Je suis né dans la première partie du XXème siècle entre la terre lourde qui colle aux sabots par temps de pluie qu’on appelait le Gau Boden et le sol sablonneux avec des carrières de grès qu’on appelait le Gréis ou le Griis. Ainsi, à Berviller-en-Moselle, on peut observer les différentes  strates qui débutent dans la vallée par des carrières de grès rouge, puis quelques mètres en amont, on trouve d’anciennes carrières de Hauptbundsandstein, un grès plus dur. Plus haut encore sur le ban de la commune, on peut trouver une couche de calcaire coquillier avec de nombreux vestiges du temps lointain où la Lorraine était une suite de lagunes.

Je me souviens encore du temps que les jeunes de trois fois vingt ans ne peuvent plus connaître. C’était le temps ou les engins à moteurs étaient très rares dans les agglomérations, au milieu desquelles se dressaient les clochers qui dictaient leurs lois, leurs us et leurs coutumes. Ainsi, les déplacements des gentilés étaient plutôt réduits et se limitaient à se rendre dans les villages voisins, à pied, à vélo ou en charrette tirée par des chevaux. Et naturellement quand on se déplaçait dans un village voisin on était considéré comme un étranger à qui on trouvait généralement des défauts. C’est de cette manière que commença la guerre des clochers qui étaient généralement composée de railleries et de moqueries. Tout naturellement on collait un sobriquet sur le dos de l’étranger.

clocher
Clocher de l’église de Berviller-en-Moselle (Crédits photo : Aimelaime)

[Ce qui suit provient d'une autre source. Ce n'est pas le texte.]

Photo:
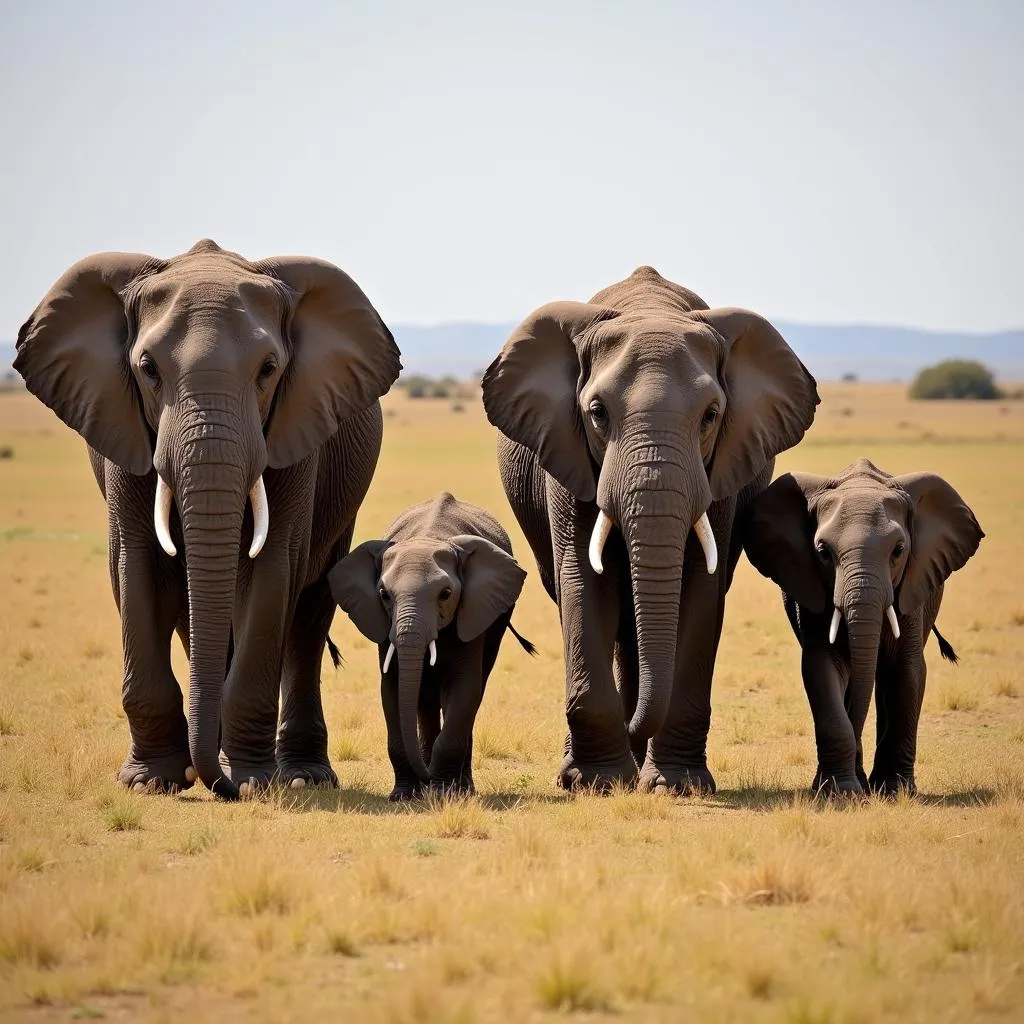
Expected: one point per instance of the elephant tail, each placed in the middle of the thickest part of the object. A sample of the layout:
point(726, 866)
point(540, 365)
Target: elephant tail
point(336, 659)
point(945, 647)
point(523, 642)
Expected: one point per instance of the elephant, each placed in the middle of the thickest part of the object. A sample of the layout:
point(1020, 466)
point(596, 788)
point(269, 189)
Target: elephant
point(435, 595)
point(205, 384)
point(632, 430)
point(861, 558)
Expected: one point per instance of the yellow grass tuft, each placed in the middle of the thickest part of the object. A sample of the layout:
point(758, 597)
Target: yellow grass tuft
point(522, 902)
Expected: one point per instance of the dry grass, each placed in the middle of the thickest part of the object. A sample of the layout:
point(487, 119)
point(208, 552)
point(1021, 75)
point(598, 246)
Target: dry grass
point(521, 903)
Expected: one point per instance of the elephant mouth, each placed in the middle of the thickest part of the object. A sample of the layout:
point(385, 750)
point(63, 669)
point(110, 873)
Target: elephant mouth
point(162, 516)
point(604, 524)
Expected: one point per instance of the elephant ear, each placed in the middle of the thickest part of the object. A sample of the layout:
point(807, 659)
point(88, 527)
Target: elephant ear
point(354, 585)
point(73, 353)
point(342, 358)
point(778, 539)
point(529, 391)
point(770, 397)
point(492, 581)
point(944, 534)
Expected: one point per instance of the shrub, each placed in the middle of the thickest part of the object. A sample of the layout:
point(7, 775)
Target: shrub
point(954, 379)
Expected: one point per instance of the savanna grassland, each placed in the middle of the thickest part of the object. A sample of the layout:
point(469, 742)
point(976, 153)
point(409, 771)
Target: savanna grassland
point(522, 903)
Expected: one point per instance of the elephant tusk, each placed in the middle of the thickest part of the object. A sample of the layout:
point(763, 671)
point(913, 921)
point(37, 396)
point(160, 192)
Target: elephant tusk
point(597, 541)
point(162, 516)
point(834, 629)
point(891, 613)
point(261, 517)
point(707, 538)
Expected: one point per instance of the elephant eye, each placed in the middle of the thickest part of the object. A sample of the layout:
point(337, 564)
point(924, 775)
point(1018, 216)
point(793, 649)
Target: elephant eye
point(150, 370)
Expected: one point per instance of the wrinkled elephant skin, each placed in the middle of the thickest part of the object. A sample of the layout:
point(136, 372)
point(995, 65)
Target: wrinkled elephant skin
point(435, 595)
point(861, 559)
point(634, 428)
point(250, 391)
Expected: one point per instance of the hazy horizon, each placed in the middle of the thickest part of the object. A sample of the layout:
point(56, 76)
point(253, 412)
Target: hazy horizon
point(847, 166)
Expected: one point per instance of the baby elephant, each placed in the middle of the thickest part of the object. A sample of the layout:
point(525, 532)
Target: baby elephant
point(435, 595)
point(861, 559)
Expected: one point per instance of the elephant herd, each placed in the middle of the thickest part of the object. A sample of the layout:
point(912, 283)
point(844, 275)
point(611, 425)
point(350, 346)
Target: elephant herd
point(231, 413)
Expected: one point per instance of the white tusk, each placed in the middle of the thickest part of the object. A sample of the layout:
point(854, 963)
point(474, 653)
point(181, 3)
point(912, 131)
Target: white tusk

Il me vient à l’esprit certains sobriquets des villages environnants, en commençant naturellement par le village où je suis né et où on attribuait aux habitants le sobriquet de « Essiglächer » (trous à vinaigre) car on cultivait la vigne dans ce village. Comme le vin produit n’était pas soufré, il tournait assez rapidement en vinaigre que certaines personnes allaient vendre dans les villages environnants. Les habitants du village voisin de Rémering, où était né mon père, avaient hérité du sobriquet de « Eichatten ». On pourrait s’imaginer que cela correspond à des écureuils, mais pour ma part je pencherais plutôt pour une version totalement différente. En effet, quand des habitants veulent se donner de l’importance, ils commencent souvent leur phrase par « eich » c’est-à-dire « moi ». Par exemple, moi j’ai beaucoup d’argent, moi je suis allé là-bas, moi je, etc.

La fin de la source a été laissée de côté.